En ce qui concerne la géothermie, il n'y a pas d'obstacle à y recourir. J'ai visité une petite entreprise en Israël développée par un ingénieur formé en France qui est la première spécialisée dans la géothermie à basse température – utilisant des eaux à 150 ou 200 degrés maximum – : elle offre des puissances limitées, de quelques mégawatts. Cela étant, nous devons explorer toutes les voies et le CEA est prêt à accompagner toutes les entreprises souhaitant progresser dans ce domaine.
S'agissant de la fusion nucléaire, j'exerce aussi la fonction de haut représentant français pour l'implantation d'ITER en France – grand projet européen qui fera, je l'espère, l'objet d'une décision positive du Parlement européen, de la Commission et du Conseil européen dans les prochains jours. Il est prévu de lancer aujourd'hui la construction de manière à avoir un premier plasma en 2020, un premier plasma producteur net d'énergie en 2026 et le développement industriel de ce type de filière vers les années 2070.
Madame Massat, s'agissant de l'attitude de Mme Rivasi, puisque c'est d'elle dont il s'agit, un ancien directeur du CNRS, M. Jean-Pierre Petit – qui prétend par exemple que les attentats du 11 septembre 2001 n'ont jamais existé, c'est dire sa crédibilité… – a, à partir d'une thèse du CEA, indiquant que dans le domaine de la fusion – soit ITER –, une disruption est possible – autrement dit que le plasma, qui est à 150 millions de degrés, avec deux grammes d'hydrogène dans 1 000 mètres cubes et une densité inférieure au millionième de la densité atmosphérique, est l'objet de turbulences pouvant conduire à rompre l'enveloppe magnétique le renfermant –, conclu qu'il fallait continuer à travailler sur ce problème, qui n'était pas complètement réglé. Nous connaissons bien cette question difficile, qui a été prise en compte dans le programme ITER. Mais M. Petit a provoqué une cabale et Mme Rivasi a diffusé son texte à tous les députés européens !
Je lui ai proposé de la rencontrer en lui demandant expressément de ne pas être accompagnée de journalistes : j'ai appris quelques heures avant qu'elle était venue avec une caméra, puis elle a réalisé en mon absence l'enregistrement diffusé sur Internet. Je n'approuve pas ce genre de méthodes !
Sur l'AIEA, le sujet de la 55e session est le rapport élaboré par son directeur général, M. Amano, sur les progrès accomplis par l'Iran dans l'éventuelle acquisition de l'arme nucléaire. Le CEA a estimé qu'il y avait à cet égard un véritable risque, qu'il convenait de prévenir.

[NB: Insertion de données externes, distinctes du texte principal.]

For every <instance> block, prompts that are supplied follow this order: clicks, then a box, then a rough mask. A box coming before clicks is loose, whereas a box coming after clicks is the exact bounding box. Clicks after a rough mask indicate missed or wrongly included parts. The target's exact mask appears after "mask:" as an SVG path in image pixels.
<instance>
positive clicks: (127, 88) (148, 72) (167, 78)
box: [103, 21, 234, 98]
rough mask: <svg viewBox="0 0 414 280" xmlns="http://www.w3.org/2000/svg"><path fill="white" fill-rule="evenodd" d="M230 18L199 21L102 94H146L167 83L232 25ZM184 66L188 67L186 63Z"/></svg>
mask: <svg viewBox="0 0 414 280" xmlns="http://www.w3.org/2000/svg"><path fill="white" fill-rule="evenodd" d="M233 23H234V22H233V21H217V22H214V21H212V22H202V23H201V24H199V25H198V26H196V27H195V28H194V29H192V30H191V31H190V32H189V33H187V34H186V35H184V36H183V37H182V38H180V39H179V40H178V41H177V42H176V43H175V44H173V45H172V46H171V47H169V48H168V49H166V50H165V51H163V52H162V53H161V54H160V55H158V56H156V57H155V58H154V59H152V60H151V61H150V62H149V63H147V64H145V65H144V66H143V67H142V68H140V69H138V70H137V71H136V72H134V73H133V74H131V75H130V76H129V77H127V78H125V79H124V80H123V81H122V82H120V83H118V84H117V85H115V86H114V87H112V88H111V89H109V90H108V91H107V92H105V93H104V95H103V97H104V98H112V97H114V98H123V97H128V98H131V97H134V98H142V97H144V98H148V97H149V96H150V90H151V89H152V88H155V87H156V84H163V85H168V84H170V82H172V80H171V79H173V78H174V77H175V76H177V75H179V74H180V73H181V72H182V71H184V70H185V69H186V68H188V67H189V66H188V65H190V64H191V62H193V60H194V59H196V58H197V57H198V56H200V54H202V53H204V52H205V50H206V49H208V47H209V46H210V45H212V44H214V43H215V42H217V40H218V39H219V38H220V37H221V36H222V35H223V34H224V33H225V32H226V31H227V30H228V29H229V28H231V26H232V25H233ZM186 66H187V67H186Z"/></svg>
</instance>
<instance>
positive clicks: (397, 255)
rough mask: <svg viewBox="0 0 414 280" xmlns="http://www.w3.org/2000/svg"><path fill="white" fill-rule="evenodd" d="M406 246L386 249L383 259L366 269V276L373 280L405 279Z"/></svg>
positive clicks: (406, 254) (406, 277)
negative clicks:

Quant au Laser Mégajoule (LMJ), il progresse : il est prévu que près de 75 % des différents faisceaux soient en place en 2014, d'avoir le premier plasma à cette date, le premier plasma producteur d'énergie en 2016, et le « gain » escompté en 2017.
Au sujet du laser Pétawatt, nous n'en sommes pas encore à la production d'électricité. Il s'agit d'une petite bille qui fera deux ou trois millimètres, à la température pratiquement du zéro absolu, qui demandera environ huit heures pour être positionnée. Pour produire de l'électricité, il faudrait être capable d'en disposer d'une douzaine par seconde, ce qui ne me paraît pas possible. C'est un projet scientifique visant à permettre aux physiciens, qui sont les concepteurs des armes alors qu'ils n'ont plus accès à l'expérimentation grandeur nature, de tirer profit d'une expérience qu'on appelle « par partie » pour mieux comprendre comment un plasma se développe et confronter leurs prédictions.
Nous remercions à cet égard la région Aquitaine pour ses financements.